Otto Zacharias an Ernst Haeckel, Gera, 10. Juni 1874

Gera am 10. Juni 74.

Hochverehrter Herr Professor! –

Die bewußte biographische Skizze wird innerhalb der nächsten 14 Tage in der Illustrirten Zeitung erscheinen. Der Holzschnitt ist bereits fertig.

Für die beiden Photographien u. für die Schrift von Léon Dumont sage ich Ihnen meinen herzlichsten Dank.

Ich weiß nicht, ob Sie bereits wissen, daß Sie in den letzten Tagen paarmal angegriffen worden sind.
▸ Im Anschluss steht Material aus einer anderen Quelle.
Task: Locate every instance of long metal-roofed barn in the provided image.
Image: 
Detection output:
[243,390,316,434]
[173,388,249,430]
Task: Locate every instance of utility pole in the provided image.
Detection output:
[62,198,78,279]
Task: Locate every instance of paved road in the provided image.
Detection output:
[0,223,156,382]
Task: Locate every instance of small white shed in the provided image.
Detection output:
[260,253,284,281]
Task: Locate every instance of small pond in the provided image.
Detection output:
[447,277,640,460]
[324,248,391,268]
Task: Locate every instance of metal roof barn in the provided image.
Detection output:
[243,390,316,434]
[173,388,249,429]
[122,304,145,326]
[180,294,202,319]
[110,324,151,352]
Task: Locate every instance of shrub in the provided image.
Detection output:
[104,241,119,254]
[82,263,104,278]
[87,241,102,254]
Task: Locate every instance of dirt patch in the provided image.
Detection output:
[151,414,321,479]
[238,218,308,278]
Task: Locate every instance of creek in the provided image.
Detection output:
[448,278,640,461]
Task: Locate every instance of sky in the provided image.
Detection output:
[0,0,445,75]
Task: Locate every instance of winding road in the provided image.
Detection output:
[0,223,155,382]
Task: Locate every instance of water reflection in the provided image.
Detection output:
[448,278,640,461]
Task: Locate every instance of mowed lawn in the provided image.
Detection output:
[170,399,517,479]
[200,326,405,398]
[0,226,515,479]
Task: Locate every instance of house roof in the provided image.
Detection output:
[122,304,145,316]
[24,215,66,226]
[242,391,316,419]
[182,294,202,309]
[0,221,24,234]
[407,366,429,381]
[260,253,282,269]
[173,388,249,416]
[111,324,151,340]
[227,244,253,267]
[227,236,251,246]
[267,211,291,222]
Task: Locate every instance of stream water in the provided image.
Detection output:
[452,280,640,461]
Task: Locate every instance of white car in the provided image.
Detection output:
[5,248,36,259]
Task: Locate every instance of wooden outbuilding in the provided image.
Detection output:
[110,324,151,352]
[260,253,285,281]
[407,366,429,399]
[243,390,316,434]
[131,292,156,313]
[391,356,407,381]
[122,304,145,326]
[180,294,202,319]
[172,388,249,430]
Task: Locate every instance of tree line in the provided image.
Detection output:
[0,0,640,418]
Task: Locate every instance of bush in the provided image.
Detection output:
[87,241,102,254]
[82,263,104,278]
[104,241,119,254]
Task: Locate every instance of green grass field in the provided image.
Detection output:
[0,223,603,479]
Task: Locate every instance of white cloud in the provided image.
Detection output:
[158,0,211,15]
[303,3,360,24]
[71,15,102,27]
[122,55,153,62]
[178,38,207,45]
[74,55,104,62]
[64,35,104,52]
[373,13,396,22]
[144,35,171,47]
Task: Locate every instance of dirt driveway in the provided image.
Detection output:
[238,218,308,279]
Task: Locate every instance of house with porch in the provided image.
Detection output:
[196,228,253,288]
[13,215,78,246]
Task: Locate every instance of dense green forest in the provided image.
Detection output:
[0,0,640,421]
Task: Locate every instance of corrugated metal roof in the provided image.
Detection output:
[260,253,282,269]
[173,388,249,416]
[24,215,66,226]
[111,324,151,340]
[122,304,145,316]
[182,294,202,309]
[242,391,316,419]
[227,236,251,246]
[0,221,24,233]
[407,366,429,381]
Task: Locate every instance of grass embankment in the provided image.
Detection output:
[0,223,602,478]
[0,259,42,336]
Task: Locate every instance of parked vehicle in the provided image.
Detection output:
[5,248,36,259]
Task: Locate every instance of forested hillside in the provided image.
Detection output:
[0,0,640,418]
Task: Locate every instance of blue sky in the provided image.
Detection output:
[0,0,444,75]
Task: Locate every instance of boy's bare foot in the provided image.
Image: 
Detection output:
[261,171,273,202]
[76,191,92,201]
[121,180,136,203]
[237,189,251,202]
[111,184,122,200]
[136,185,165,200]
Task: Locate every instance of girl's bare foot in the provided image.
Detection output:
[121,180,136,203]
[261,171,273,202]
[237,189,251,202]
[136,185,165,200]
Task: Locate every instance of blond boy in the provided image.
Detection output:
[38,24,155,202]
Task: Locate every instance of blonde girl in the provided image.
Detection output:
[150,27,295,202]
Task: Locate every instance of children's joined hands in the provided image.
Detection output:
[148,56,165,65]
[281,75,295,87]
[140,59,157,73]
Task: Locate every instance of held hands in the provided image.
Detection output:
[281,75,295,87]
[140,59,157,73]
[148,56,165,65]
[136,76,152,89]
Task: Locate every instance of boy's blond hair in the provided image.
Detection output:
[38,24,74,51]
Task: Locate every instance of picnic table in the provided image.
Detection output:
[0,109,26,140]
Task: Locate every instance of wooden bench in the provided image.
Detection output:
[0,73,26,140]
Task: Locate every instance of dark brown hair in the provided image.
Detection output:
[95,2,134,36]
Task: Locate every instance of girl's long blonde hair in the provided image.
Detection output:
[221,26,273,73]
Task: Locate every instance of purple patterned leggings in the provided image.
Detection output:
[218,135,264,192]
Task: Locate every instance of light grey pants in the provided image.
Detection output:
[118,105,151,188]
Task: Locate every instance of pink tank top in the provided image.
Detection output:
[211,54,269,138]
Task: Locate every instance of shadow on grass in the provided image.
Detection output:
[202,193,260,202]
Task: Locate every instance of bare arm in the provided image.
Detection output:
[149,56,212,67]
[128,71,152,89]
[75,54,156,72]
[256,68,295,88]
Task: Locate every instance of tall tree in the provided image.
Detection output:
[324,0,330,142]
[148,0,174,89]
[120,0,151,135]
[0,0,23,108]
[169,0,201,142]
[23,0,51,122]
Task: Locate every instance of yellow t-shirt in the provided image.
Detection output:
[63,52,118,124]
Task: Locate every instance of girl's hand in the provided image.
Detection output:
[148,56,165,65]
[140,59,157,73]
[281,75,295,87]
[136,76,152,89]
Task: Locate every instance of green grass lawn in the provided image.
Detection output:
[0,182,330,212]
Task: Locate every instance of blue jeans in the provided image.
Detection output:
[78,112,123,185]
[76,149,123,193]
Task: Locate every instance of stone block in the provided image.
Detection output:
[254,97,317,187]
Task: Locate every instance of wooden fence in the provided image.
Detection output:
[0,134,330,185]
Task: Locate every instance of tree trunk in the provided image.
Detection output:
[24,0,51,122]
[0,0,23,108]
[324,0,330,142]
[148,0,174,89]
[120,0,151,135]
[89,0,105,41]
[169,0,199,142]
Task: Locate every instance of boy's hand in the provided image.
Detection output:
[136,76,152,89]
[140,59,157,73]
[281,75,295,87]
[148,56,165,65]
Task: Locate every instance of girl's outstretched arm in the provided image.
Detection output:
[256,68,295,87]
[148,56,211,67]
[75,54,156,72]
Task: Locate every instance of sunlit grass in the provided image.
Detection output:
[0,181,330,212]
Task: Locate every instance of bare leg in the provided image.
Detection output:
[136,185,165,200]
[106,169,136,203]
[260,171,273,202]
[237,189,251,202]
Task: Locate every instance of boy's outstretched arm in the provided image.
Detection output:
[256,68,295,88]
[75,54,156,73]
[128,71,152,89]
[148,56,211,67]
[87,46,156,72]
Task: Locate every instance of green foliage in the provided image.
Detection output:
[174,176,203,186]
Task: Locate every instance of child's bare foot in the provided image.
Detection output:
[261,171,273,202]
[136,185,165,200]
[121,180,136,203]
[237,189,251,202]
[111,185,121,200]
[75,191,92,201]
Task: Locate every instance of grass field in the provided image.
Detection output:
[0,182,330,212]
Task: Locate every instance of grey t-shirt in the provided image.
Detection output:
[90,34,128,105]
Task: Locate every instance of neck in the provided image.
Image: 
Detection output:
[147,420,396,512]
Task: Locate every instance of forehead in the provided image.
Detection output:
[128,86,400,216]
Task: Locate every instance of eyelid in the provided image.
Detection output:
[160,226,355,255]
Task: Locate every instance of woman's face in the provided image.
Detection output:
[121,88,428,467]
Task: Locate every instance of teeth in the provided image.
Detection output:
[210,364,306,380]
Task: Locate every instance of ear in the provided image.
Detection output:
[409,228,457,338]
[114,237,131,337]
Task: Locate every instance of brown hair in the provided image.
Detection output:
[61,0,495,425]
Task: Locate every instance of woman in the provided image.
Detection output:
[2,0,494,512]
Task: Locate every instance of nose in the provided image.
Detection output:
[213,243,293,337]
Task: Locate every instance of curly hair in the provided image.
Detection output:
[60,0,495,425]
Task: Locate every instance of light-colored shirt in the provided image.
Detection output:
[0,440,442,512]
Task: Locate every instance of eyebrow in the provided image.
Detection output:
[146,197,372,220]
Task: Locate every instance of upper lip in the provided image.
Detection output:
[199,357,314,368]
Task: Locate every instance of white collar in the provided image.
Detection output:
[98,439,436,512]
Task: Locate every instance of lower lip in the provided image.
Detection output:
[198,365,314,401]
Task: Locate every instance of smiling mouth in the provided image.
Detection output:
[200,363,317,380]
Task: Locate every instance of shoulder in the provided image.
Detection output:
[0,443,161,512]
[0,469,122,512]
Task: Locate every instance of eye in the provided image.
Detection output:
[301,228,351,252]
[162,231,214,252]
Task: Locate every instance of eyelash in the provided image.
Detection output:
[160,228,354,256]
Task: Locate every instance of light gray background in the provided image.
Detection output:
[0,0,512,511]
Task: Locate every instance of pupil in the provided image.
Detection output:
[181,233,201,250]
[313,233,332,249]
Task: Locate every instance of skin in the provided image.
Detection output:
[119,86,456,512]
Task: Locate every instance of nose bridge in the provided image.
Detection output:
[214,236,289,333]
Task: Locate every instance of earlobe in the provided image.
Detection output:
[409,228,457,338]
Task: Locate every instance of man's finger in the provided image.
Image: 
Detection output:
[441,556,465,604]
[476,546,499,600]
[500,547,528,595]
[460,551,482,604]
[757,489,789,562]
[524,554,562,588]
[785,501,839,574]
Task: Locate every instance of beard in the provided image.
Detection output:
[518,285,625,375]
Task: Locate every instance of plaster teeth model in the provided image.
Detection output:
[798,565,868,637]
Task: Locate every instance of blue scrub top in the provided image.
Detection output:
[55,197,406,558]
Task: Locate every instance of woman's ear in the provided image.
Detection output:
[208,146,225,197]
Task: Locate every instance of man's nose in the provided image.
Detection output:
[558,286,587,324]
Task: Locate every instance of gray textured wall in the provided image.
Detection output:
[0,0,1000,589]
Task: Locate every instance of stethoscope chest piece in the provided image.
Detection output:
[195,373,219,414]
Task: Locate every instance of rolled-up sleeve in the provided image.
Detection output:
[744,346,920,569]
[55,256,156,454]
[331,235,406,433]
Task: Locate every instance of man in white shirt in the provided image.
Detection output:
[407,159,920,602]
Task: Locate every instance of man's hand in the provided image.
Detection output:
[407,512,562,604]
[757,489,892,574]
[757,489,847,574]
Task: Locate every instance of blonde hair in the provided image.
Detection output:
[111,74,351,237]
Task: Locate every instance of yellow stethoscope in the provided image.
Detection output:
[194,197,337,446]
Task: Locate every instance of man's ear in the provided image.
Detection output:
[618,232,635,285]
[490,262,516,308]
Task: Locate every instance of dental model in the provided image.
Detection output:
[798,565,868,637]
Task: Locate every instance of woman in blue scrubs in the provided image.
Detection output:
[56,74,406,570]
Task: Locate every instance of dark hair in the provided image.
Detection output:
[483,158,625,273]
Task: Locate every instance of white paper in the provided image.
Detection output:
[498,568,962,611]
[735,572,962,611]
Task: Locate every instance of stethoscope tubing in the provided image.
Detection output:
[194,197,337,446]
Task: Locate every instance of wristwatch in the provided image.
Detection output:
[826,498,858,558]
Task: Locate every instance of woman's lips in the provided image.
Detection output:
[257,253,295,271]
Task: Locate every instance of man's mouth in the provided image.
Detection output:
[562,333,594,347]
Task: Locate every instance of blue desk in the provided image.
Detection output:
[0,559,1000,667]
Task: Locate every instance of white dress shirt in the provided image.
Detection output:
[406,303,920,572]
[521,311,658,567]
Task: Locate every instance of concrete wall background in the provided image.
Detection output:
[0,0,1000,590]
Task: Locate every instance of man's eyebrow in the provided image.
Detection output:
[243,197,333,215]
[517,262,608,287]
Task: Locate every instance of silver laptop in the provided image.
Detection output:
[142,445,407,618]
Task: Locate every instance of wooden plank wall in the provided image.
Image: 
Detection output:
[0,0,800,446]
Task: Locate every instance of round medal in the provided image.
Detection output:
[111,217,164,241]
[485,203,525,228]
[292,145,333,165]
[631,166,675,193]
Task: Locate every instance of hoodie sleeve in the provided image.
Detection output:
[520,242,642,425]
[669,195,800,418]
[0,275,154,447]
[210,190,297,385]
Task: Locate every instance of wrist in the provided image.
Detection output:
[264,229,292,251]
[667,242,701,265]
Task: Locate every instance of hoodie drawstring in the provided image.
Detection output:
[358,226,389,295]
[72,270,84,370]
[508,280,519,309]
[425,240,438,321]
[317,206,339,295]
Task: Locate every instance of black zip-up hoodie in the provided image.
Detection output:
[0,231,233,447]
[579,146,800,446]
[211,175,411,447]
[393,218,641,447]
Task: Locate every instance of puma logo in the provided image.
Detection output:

Einmal in der Nationalzeitung von einem gewissen Sigismund; dann aber auch in der Kölnischen (No 157) von einem, der unter der Chiffre NP schreibt. NP wirft Ihnen „Halbwissen und Mangel an philos. Geiste“ vor und stellt in seinem nächsten Artikel eine „ausführliche Analyse Ihrer natürl. Schöpfungsgeschichte“ in Aussicht. ||

Früher schrieb Ratzel unter diesem NP Zeichen, aber der ist jetzt in Nordamerika u. wird also wohl kaum der Autor des Artikels sein. Ueberdies hat er sich in den Wandertagen eines Naturforschers über Ihre Bestrebungen ganz anders ausgesprochen. Aber möglich ist Alles. Claus’ Kritik der Gasträatheorie habe ich nun auch gelesen. Aber ich bin, wie ich gern gestehe, noch lange nicht damit fertig, weil ich mir die Bekanntschaft mit dem zoologischen u. vergleichendem anatomischen Detail erst nach u. nach verschaffen kann. Soviel sah ich indessen, daß Claus ein ganz anderer Kritiker ist, als das Gros Ihrer Fachgenossen, deren Nörgelein lediglich vom Neide u. der Mißgunst herrühren.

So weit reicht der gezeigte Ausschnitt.